Viagem aos locais dos crimes

Correia da Fonseca

Ainda que em le­tras mi­nús­culas, es­tava anun­ciada a trans­missão de um pro­grama capaz de in­te­ressar quantos en­tendem que manter a me­mória de um certo pas­sado é não apenas um dever mas também quase um acto de le­gí­tima de­fesa: seria no canal «His­tória», não aces­sível a todos os te­les­pec­ta­dores e de resto nem sempre es­pe­ci­al­mente in­te­res­sante, e desta vez trazia um tí­tulo di­gamos que pro­missor, «Vi­agem ao in­te­rior do Ho­lo­causto». A trans­missão ao fim da tarde não era es­pe­ci­al­mente pro­pícia a um amplo vi­si­o­na­mento, mas bem se sabe que em ma­téria de te­le­visão, e não apenas da te­le­visão por­tu­guesa, não po­demos render-nos ao equí­voco de supor como dis­po­ní­veis nos ho­rá­rios mais pro­pí­cios os mais im­por­tantes e/​ou ape­la­tivos con­teúdos, pelo que pelo menos um largo pu­nhado de te­les­pec­ta­dores terá acor­rido ao «His­tória» na es­pe­rança de não perder o seu tempo. Não perdeu: a re­vi­sita à gi­gan­tesca má­quina de crime que foram os campos nazis de con­cen­tração e ex­ter­mínio re­conduz-nos sempre à di­mensão da bes­ti­a­li­dade que ha­bitou a Eu­ropa no pas­sado sé­culo e que, tanto quanto se sabe ou fa­cil­mente se adi­vinha, al­guns não se re­cu­sa­riam hoje a rein­tro­duzir se para isso lhes fossem dadas opor­tu­ni­dade e margem.

Como um tá­cito aviso

Tra­tava-se de um pro­grama «made in USA», o que não seria pro­pri­a­mente uma re­co­men­dação, mas muito do que ali nos foi con­tado ou dado a ver foi útil para a sau­dável ne­ces­si­dade de man­termos viva a me­mória de um pas­sado ter­rível que não está si­tuado tão longe no tempo quanto por vezes pa­rece, nem de algum modo é tão im­pro­vável num qual­quer fu­turo quanto seria im­pe­rioso que es­ti­vesse.

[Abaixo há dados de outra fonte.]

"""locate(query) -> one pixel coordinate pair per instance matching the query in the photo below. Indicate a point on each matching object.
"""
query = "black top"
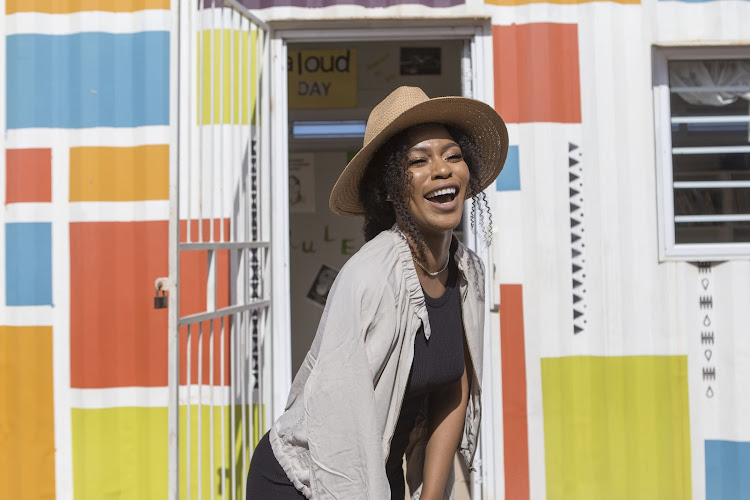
(437, 362)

Pro­ve­ni­ente dos Es­tados Unidos, con­firmou o que seria na­tural es­pe­rarmos dele: a de­núncia do Ho­lo­causto e a evo­cação das suas ví­timas visou quase ex­clu­si­va­mente o an­tis­se­mi­tismo nazi e os mi­lhões de ju­deus as­sas­si­nados nos campos de ex­ter­mínio ou de «sim­ples» con­cen­tração, nada ou quase nada o as­sas­sínio de «presos po­lí­ticos» nesses lu­gares de horror, pra­ti­ca­mente nada os co­mu­nistas como alvos pri­o­ri­tá­rios da re­pressão nazi. Mesmo o as­sas­sínio de quinze mil mi­li­tares so­vié­ticos apri­si­o­nados em com­bate, isto é, pri­si­o­neiros de guerra, crime ex­pres­sa­mente proi­bido por todas as con­ven­ções in­ter­na­ci­o­nais e con­tudo pra­ti­cado pelos nazis, foi apenas re­fe­rido de pas­sagem e como que em sur­dina. Também o caso da Ucrânia, de onde saíram mi­lhares de com­ba­tentes que ali­nharam com os in­va­sores nazis contra o es­tado a que de­viam le­al­dade, assim con­fir­mando da pior ma­neira o tra­di­ci­onal fi­lo­ger­ma­nismo ucra­niano que aliás se mantém hoje com ve­ne­nosas con­sequên­cias, apenas foi alu­dido de leve. A bes­ti­a­li­dade do na­zismo e dos nazis, porém, ficou de­nun­ciada com cla­reza. Ex­pres­sa­mente quanto aos anos entre 39 e 45 do sé­culo XX. Im­pli­ci­ta­mente como uma es­pécie de tá­cito aviso com per­ma­nente va­li­dade.